The court’s decision is a setback for the Muslim Brotherhood, which ambitiously set out to dominate the constitution-writing process and vie for the presidency after winning nearly 50 percent of parliamentary seats in recent elections.
The Brotherhood and its Islamist allies had been poised to write the constitution without liberal, leftist, and other members, who resigned in protest that the constitution-writing body was not representative of Egypt. Together, those who resigned had comprised nearly a third of the 100-seat body, known as the constituent assembly.
The court ruled that the Islamist-dominated parliament had acted improperly in naming parliamentarians to fill half the 100 seats of the constituent assembly. The Muslim Brotherhood's Freedom and Justice Party (FJP), the largest parliamentary bloc, complained that "politics" had a hand in the judges' decision.
Omar Ashour, an expert on Islamist movements who is a visiting fellow at the Brookings Doha Center, said the court’s decision could signal a move by the ruling military council to intervene in the democratic transition.
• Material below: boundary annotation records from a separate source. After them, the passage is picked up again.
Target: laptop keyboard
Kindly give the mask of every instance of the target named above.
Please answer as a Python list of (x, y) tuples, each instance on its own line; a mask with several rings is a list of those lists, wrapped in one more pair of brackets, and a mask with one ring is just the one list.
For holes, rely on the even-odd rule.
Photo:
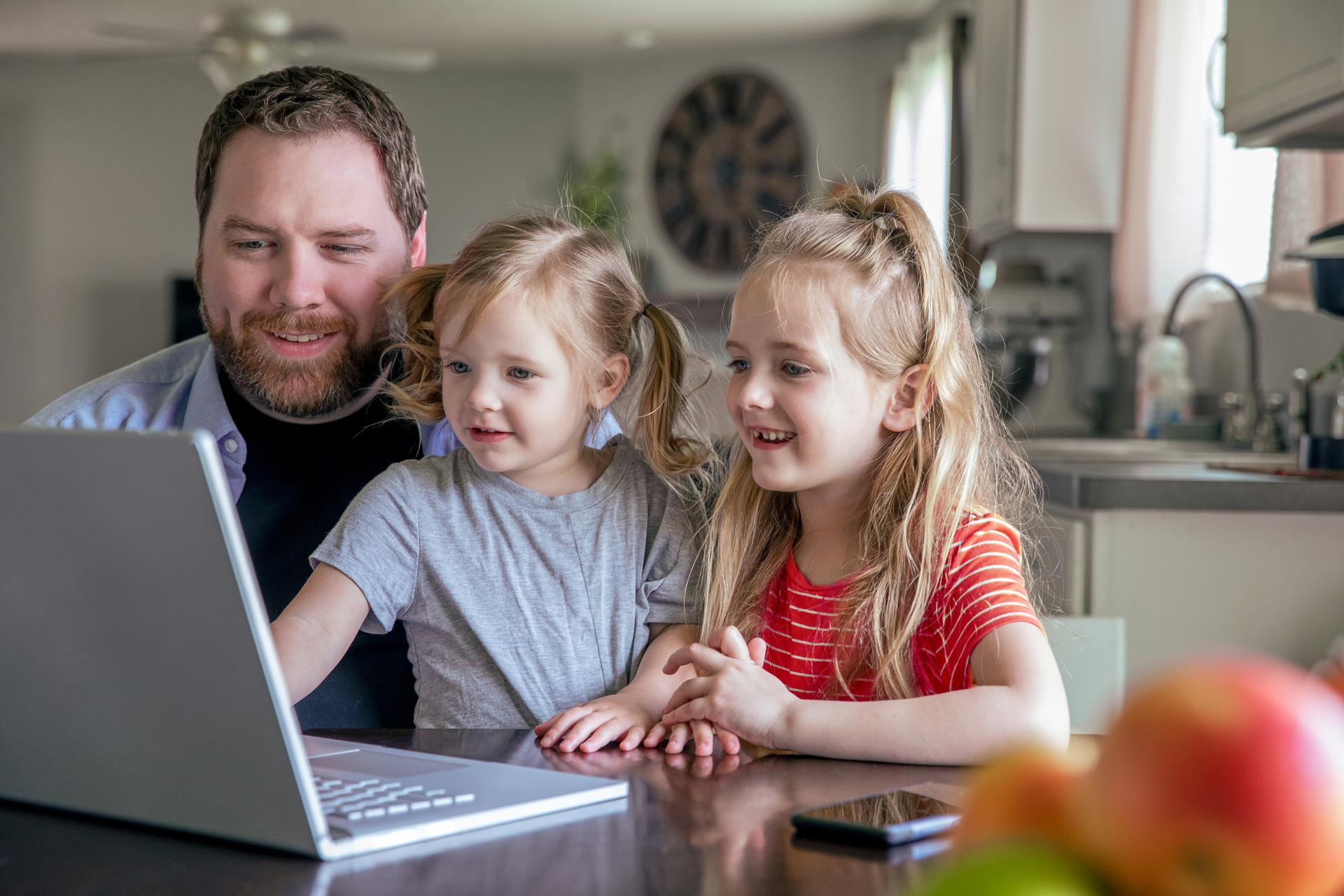
[(469, 803), (476, 794), (454, 794), (442, 787), (425, 789), (422, 785), (402, 785), (399, 780), (362, 778), (344, 780), (313, 775), (323, 813), (345, 821), (386, 818)]

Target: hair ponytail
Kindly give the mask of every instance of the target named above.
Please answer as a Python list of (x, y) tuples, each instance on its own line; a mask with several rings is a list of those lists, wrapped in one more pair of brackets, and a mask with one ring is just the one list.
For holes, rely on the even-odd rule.
[(452, 265), (423, 265), (392, 283), (383, 297), (392, 318), (392, 344), (383, 353), (401, 361), (395, 379), (384, 387), (392, 412), (419, 423), (444, 419), (444, 380), (434, 332), (434, 302)]
[[(703, 441), (676, 431), (685, 404), (681, 380), (689, 343), (681, 324), (663, 308), (645, 305), (641, 314), (649, 318), (653, 337), (632, 435), (649, 466), (660, 476), (675, 478), (692, 473), (710, 454), (710, 446)], [(637, 314), (636, 325), (638, 320)]]

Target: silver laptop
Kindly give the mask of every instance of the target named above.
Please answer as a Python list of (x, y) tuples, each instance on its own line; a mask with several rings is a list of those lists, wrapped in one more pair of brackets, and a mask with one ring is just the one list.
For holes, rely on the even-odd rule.
[(0, 798), (339, 858), (628, 795), (304, 736), (206, 433), (0, 430)]

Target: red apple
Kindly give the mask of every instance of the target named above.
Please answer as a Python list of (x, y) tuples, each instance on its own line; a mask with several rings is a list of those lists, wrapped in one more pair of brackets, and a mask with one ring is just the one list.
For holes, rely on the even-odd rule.
[(1179, 668), (1126, 703), (1078, 811), (1121, 893), (1336, 896), (1344, 704), (1277, 660)]
[(1085, 766), (1056, 752), (1028, 748), (981, 768), (956, 827), (958, 848), (1035, 838), (1071, 846), (1074, 798)]

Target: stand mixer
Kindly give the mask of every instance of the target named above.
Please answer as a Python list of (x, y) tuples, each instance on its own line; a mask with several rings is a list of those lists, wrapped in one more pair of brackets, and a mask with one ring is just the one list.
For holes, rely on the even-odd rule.
[(1077, 394), (1073, 353), (1082, 296), (1051, 282), (1039, 265), (986, 261), (980, 269), (976, 339), (995, 375), (1000, 414), (1017, 435), (1086, 435), (1093, 430)]

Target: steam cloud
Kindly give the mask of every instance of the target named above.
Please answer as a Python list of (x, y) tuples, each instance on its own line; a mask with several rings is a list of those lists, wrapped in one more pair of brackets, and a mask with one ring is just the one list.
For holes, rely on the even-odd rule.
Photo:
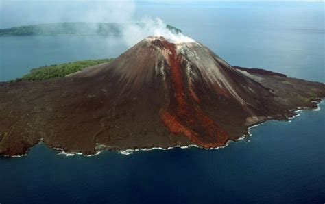
[(185, 36), (182, 33), (176, 33), (168, 29), (166, 24), (160, 18), (143, 19), (141, 24), (130, 24), (123, 29), (123, 38), (128, 47), (149, 36), (163, 36), (172, 43), (195, 42), (192, 38)]
[(120, 38), (128, 47), (149, 36), (163, 36), (173, 43), (195, 42), (182, 33), (168, 29), (160, 18), (143, 17), (137, 20), (134, 16), (135, 10), (136, 5), (132, 0), (104, 1), (88, 12), (87, 21), (126, 23), (122, 27)]
[[(1, 10), (4, 12), (0, 27), (9, 27), (5, 22), (10, 22), (7, 23), (10, 27), (57, 22), (118, 23), (124, 26), (121, 36), (114, 38), (128, 47), (149, 36), (163, 36), (173, 43), (194, 42), (182, 33), (168, 29), (160, 18), (136, 17), (133, 0), (12, 1), (4, 1)], [(108, 43), (114, 43), (111, 40), (114, 38), (108, 37)]]

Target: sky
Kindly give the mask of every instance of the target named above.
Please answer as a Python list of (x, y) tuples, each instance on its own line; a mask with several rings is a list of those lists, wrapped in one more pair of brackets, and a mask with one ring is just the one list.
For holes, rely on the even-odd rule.
[[(302, 1), (320, 1), (308, 0)], [(324, 2), (324, 0), (322, 0)], [(146, 14), (137, 12), (137, 8), (161, 4), (193, 6), (213, 6), (230, 1), (206, 0), (0, 0), (0, 28), (57, 22), (107, 22), (123, 23), (137, 21)], [(235, 1), (229, 3), (240, 3)], [(247, 1), (247, 0), (246, 0)], [(249, 0), (256, 2), (268, 0)], [(282, 0), (272, 1), (282, 2)], [(294, 3), (294, 0), (286, 1)], [(237, 3), (238, 2), (238, 3)], [(324, 5), (323, 5), (324, 6)], [(143, 10), (141, 10), (143, 11)]]

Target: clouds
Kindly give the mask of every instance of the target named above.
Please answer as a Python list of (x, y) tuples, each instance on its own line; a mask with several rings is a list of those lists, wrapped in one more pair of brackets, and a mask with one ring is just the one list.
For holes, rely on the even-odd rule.
[[(57, 22), (118, 23), (124, 23), (122, 35), (118, 38), (122, 38), (128, 47), (148, 36), (164, 36), (175, 43), (194, 41), (182, 34), (173, 33), (160, 18), (135, 17), (135, 11), (136, 3), (133, 0), (5, 1), (1, 4), (3, 18), (0, 26), (9, 27)], [(140, 23), (133, 23), (135, 22)]]

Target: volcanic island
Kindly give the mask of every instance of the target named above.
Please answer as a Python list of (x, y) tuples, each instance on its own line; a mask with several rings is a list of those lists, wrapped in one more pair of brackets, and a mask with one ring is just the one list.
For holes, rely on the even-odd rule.
[(25, 154), (40, 142), (85, 155), (215, 149), (324, 97), (322, 83), (232, 66), (199, 42), (149, 36), (64, 77), (0, 83), (0, 155)]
Removing the military from a political role is one of the major challenges Egypt faces in the years ahead.
“That the administrative court would enter into such a political and ideological battle is not a good sign,” he said. He noted that there are two court cases pending to dissolve the parliament, a move that could throw the transition into chaos.
Brotherhood defends its dominance: 'This is the will of the people'
Now some new body – its composition and selection process as yet unclear – will be tasked with writing the constitution. Some liberals rejoiced in the court’s decision, hoping it would result in a constituent assembly that was more inclusive.
Secular parties had wanted fewer of the members to come from the elected parliament, which is dominated by Islamist parties. In the three-stage election that spanned the end of last year and the beginning of 2012, the FJP and the ultraconservative Nour Party came in first and second, and then worked together to appoint the constituent assembly.
Liberals objected not only to the fact that about 60 percent of the assembly came from an Islamist background but also to the apparent lack of criteria for selecting members, which meant a young spokesman for the Nour Party was included but notable constitutional experts were left off the panel. Few Christians or women were included, and Egypt's Bedouin and Nubian minorities were also underrepresented.